Friday, September 24, 2010

[8/31/10] The Unseen Is Seen More and More

Frederic Bastiat (1801-1850) wrote a monumental analysis of government interference in economic matters, which he titled "That Which Is Seen and That Which Is Not Seen."   His thesis, simply stated, was that every beneficial effect of government spending was balanced or even outweighed by negative effects, the former concentrated and easy to see, the latter diffuse and difficult to see.

Henry Hazlitt expanded and popularized Bastiat's brief essay in his "Economics in One Lesson," which has been snapped up this summer by voracious readers, elevating it to top-rated status on Amazon.com.  Hazlitt's lesson?  Just this: a proper economic analysis of a government spending proposal must consider its effect on all people for all time.

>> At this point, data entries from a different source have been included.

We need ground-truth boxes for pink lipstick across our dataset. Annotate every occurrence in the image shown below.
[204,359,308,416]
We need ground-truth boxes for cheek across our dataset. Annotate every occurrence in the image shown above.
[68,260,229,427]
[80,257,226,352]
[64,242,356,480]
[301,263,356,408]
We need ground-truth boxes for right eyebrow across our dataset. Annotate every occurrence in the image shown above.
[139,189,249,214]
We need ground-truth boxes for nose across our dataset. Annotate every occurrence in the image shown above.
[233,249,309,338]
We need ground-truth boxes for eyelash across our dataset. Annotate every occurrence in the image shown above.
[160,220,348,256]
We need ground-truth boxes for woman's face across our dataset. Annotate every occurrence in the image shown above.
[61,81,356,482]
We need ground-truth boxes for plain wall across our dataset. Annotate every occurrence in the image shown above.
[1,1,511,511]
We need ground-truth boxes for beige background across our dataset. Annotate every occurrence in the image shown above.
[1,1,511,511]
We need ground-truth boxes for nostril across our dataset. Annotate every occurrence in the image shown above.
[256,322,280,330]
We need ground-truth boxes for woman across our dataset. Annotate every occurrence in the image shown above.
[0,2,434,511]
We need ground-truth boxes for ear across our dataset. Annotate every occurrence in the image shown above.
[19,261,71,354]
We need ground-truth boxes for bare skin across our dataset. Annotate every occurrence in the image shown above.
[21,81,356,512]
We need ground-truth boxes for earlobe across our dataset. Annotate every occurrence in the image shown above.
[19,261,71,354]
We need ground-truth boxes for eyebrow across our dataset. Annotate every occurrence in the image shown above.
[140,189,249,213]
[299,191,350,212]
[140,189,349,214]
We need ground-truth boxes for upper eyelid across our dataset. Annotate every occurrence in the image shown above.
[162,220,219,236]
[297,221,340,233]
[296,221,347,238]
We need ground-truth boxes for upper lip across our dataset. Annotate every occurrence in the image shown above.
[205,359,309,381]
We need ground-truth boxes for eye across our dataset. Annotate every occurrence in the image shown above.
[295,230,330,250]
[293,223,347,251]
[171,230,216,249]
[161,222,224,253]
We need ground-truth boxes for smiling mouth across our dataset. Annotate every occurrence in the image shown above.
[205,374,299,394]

So it shouldn't be surprising that this seen/unseen meme has really taken off.  Yet, I was struck when I encountered it explicitly in two separate economic articles recently.

Here, John Tamny argues that the government denies intelligence and talent to the free market by paying more for it, and thus denies the benefit of it society by putting it to work interfering with free choice.

And here, James K. Glassman argues that the government extends a recession by competing for resources in the market.  More than that, he argues that the key 1933 idea of John Maynard Keynes, that the government can stimulate private economic activity by spending, is being disproven and discredited by current experiment and is declining precipitously in the eyes of the electorate.

That doesn't even begin to count articles that incorporate the seen/unseen notion only implicitly.  For example, here, Robert Barro argues that the government denies labor to the market by paying it to wait longer between jobs.

More and more people are realizing that in economics, what you don't see can harm you far more that what you do.